Dezeen Magazine

Santiago Sierra creates mud runway for Balenciaga during Paris Fashion Week

Spanish artist Santiago Sierra carved a runway through mounds of mud from a peat bog for Balenciaga's Spring Summer 2023 show in Paris.

The artist filled the Parc des Expositions de Villepinte convention centre on the outskirts of Paris with 275 cubic metres of mud for the show, which took place on 2 October during Paris Fashion Week.

Image of the mud-filled runway at the Balenciaga show
Santiago Sierra and Sub filled the Balenciaga runway with mud

Designed and built by Sierra and architecture studio Sub, the set was created as a large pit of mud, which saw layers of boggy earth piled in mounds and troughs across the floor of the convention centre.

Sierra is a Spanish Madrid-based artist best known for performance and installation art that typically centres on social inequalities and poverty.

Image of the mud runway at the Balenciaga fashion show
It used mud from a peat bog in France

In 2005, Sierra created House in Mud – an installation at the Kestnergesellschaft art museum in Hanover where two rooms of the museum were filled with 400 tonnes of mud and peat.

Much like Demna's work at Balenciaga, the installation was a commentary on topical issues, specifically worker and labour rights, and responded to a government unemployment-relief program in the 1930s that led to the building of an artificial lake in Hanover, Germany.

Image of mounds of mud at Balenciaga's Spring Summer 2023 show
275 cubic metres of mud filled a convention centre on the outskirts of Paris

At the show, a path was channelled into the mud-caked floor around a sunken pit at the centre of the space, marking a runway for models to trek through in Balenciaga's Spring Summer 2023 collection.

As models walked through the mud-covered set, footprints were left in the earthy substance for the next model to follow.

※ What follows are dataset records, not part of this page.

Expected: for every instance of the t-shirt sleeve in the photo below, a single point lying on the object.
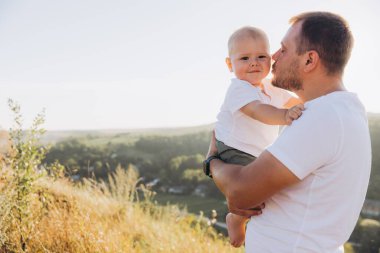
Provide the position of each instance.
(283, 95)
(239, 96)
(309, 143)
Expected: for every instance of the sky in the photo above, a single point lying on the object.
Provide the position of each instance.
(95, 64)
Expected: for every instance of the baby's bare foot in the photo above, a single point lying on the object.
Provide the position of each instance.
(236, 229)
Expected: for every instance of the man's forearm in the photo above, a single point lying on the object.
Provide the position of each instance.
(224, 175)
(265, 113)
(249, 186)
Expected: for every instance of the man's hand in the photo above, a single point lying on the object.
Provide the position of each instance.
(293, 113)
(246, 212)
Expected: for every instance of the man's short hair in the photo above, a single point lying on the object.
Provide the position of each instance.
(246, 32)
(329, 35)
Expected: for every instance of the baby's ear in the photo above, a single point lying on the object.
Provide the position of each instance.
(229, 64)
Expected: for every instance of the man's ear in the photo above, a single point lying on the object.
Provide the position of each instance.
(229, 64)
(311, 60)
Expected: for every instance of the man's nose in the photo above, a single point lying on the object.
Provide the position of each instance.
(275, 55)
(254, 61)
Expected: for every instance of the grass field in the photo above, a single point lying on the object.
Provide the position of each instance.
(194, 204)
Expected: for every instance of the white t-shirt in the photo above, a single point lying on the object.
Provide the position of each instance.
(329, 149)
(240, 131)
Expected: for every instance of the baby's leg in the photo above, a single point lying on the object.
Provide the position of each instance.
(236, 229)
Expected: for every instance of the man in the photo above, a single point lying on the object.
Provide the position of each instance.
(314, 177)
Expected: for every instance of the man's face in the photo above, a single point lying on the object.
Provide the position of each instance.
(250, 60)
(286, 66)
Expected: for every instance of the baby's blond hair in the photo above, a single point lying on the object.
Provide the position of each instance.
(246, 32)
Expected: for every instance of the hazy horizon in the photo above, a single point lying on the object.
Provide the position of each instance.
(96, 65)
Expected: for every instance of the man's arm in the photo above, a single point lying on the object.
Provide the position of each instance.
(271, 115)
(293, 101)
(249, 186)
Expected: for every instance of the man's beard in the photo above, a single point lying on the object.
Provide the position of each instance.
(288, 79)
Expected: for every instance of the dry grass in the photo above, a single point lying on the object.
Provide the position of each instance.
(100, 217)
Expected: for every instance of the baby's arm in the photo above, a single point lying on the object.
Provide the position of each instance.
(271, 115)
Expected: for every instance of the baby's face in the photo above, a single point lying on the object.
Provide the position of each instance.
(250, 60)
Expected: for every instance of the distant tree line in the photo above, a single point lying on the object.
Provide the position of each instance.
(175, 160)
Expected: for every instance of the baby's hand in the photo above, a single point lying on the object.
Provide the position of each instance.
(293, 113)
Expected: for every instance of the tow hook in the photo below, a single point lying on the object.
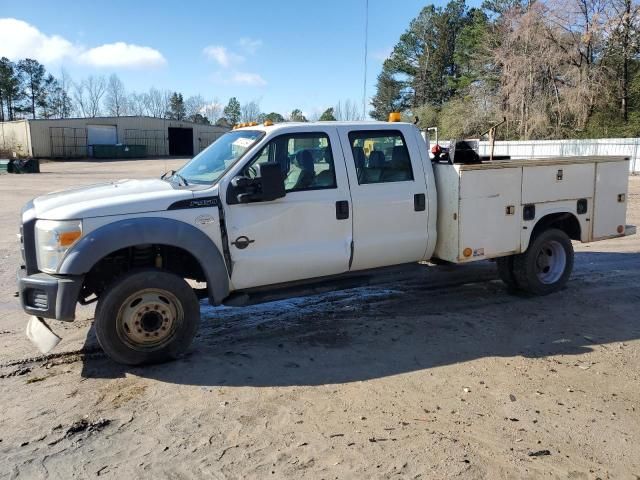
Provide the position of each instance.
(41, 335)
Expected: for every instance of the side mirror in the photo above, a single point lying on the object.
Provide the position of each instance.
(268, 186)
(272, 181)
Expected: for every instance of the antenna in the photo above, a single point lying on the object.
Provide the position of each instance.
(366, 42)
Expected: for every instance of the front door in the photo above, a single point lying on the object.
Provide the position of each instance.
(389, 196)
(306, 233)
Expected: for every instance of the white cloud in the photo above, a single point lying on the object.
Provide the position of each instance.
(122, 54)
(19, 39)
(250, 45)
(223, 56)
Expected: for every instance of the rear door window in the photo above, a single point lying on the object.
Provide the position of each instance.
(380, 156)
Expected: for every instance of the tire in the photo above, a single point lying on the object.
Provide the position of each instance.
(147, 316)
(546, 265)
(505, 272)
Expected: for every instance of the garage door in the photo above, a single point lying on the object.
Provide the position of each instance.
(101, 135)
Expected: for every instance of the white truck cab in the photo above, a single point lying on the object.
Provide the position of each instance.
(271, 207)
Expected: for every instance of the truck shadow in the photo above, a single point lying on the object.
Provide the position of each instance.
(433, 317)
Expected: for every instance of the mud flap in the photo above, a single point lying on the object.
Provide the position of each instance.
(41, 335)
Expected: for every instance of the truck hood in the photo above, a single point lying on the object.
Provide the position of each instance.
(114, 198)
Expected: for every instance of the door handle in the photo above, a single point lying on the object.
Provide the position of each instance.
(342, 210)
(242, 242)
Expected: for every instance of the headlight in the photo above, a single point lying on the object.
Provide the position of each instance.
(53, 239)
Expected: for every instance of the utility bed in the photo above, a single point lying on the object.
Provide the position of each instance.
(486, 209)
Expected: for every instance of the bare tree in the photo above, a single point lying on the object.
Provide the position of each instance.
(65, 105)
(80, 99)
(93, 89)
(250, 111)
(115, 97)
(137, 104)
(213, 110)
(623, 34)
(157, 102)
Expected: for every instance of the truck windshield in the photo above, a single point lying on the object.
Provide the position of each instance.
(209, 165)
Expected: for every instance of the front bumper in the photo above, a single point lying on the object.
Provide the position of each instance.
(49, 296)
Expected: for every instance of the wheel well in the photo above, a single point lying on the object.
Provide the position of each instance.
(567, 222)
(115, 264)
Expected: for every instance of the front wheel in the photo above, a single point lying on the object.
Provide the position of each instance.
(546, 265)
(147, 316)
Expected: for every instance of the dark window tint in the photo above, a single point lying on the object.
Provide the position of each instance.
(305, 159)
(380, 156)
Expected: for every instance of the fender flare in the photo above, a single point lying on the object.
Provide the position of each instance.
(144, 230)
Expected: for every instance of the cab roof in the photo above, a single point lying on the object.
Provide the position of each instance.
(312, 125)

Image of the carved out runway at the Balenciaga show
A runway was carved into the mud

Mud splashed and covered the skin of models and luxury clothing and accessories, bearing comparison with Sierra's House in Mud where visitors were invited to walk around the space ultimately covering their shoes and clothes in mud.

"The set of this show is a metaphor for digging for truth and being down to earth," said Demna in a statement before the show.

"Let us let everyone be anyone and make love not war."

"Putting luxury fashion into the box of polished, exclusive and visually expensive is limited and pretty old school," Demna continued.

"Individualism in fashion is downgraded to pseudo trends dictated by a post in stories of some celebrity of the moment."

Image of the mud-filled Balenciaga set without seats
The installation was a recreation of Sierra's House in Mud

A custom-made scent created by Norweigian scent researcher and artist Sissel Tolaas, was pumped into the space and according to Vogue was said to smell like the "raw odeur of decomposition".

Destroyed and graffiti-covered hoodies paraded down the mud-flung runway between models carrying lifelike child dolls and models adorned in rhinestoned dresses.

Image of mud-covered Balenciaga clothing
Clothes, shoes and skin became covered in the earth as models walked the runway

The show's closing look, a floor-length leather dress and matching gloves, was made up of pieces of the brand's city bag that were stitched and patched together.

After the show, Balenciaga explained that the peat bog mud will be collected by its supplier, horticultural company Florentaise, and reused across landscaping and horticultural projects.

A model is pictured walking the mud runway in clothes made from leather bags
The show took place during Paris Fashion Week

Also taking place during Paris Fashion Week, artist Eva Jospin created a cardboard installation for Dior's Spring Summer 2023 show – carving architectural grottos from layers of corrugated cardboard.

The photography is courtesy of Balenciaga.